Cross black carrying blue to a blue


----------



## Matt Haslam (Mar 13, 2010)

ok here are two does.

looks like a black and a blue??


----------



## WillowDragon (Jan 7, 2009)

Yup!! The paler definately looks like a blue to me!


----------



## Matt Haslam (Mar 13, 2010)

i hope so!

i have 5 lighter one's in the litter!


----------



## Matt Haslam (Mar 13, 2010)

looks like i have 7 blues... wooohooo!


----------



## Jack Garcia (Oct 9, 2009)

Seven? Yay!


----------



## Matt Haslam (Mar 13, 2010)

well unless some quickly darken up, they are not blacks!

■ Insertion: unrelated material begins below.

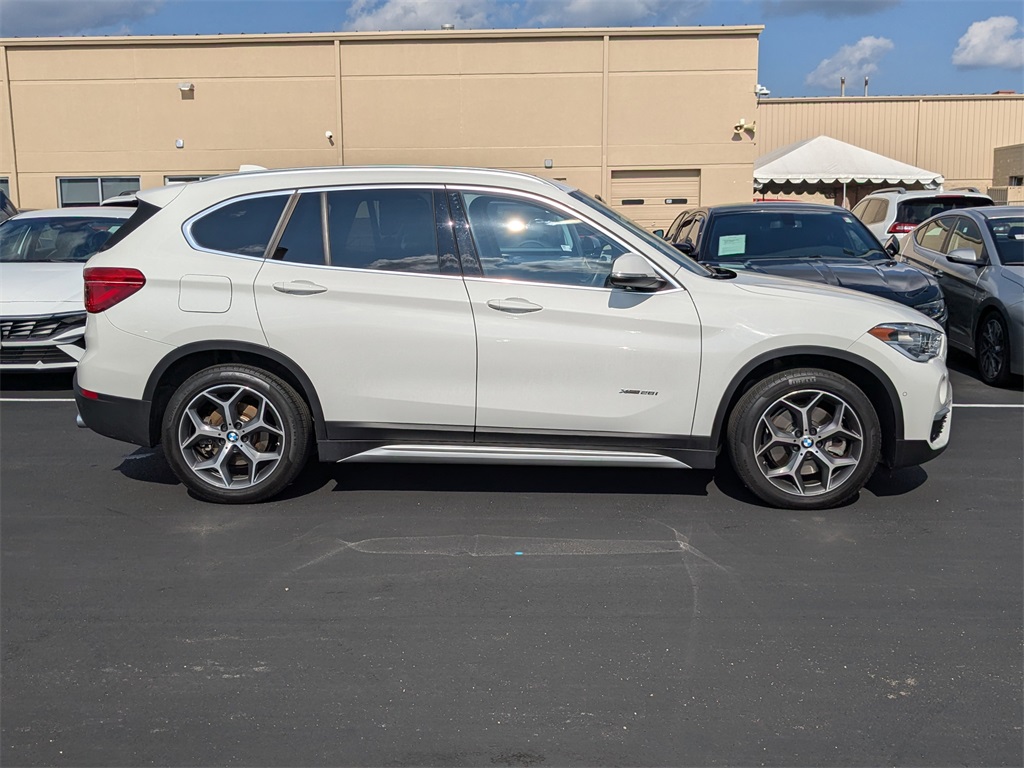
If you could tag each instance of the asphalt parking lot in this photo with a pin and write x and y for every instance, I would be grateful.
(403, 615)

might have different ranges of blue, so will be keeping the best!


----------



## Jack Garcia (Oct 9, 2009)

And you got the female(s) you were after, right?


----------



## SarahY (Nov 6, 2008)

Congratulations, Matt 

Sarah xxx


----------



## Matt Haslam (Mar 13, 2010)

Thanks Sarah

mum is munching meal worms and looking very healthy on it too!

all babies doing great


----------



## Matt Haslam (Mar 13, 2010)

7 blues for definate!

looks like 4 does and 3 bucks .woohoo  i am so chuffed!


----------



## Cait (Oct 3, 2008)

Only just seen this Matt, glad you got some blues - how are they doing now?


----------



## Matt Haslam (Mar 13, 2010)

hey cait, they are little stunners.

just coming up to 5 weeks. Both males spoken for and i am keeping the 4 females to really get my stud going.

i'm going to breed back to Dad and then have a look at the quality then and see what needs tweaking etc.

I just need a real beefy stud black to outcross to at some point down the line.


----------



## Matt Haslam (Mar 13, 2010)

this is one of the boys aged 3 weeks









the photo doesn't do the colour justice. they are gorgeous. still need work, but looking good so far.


----------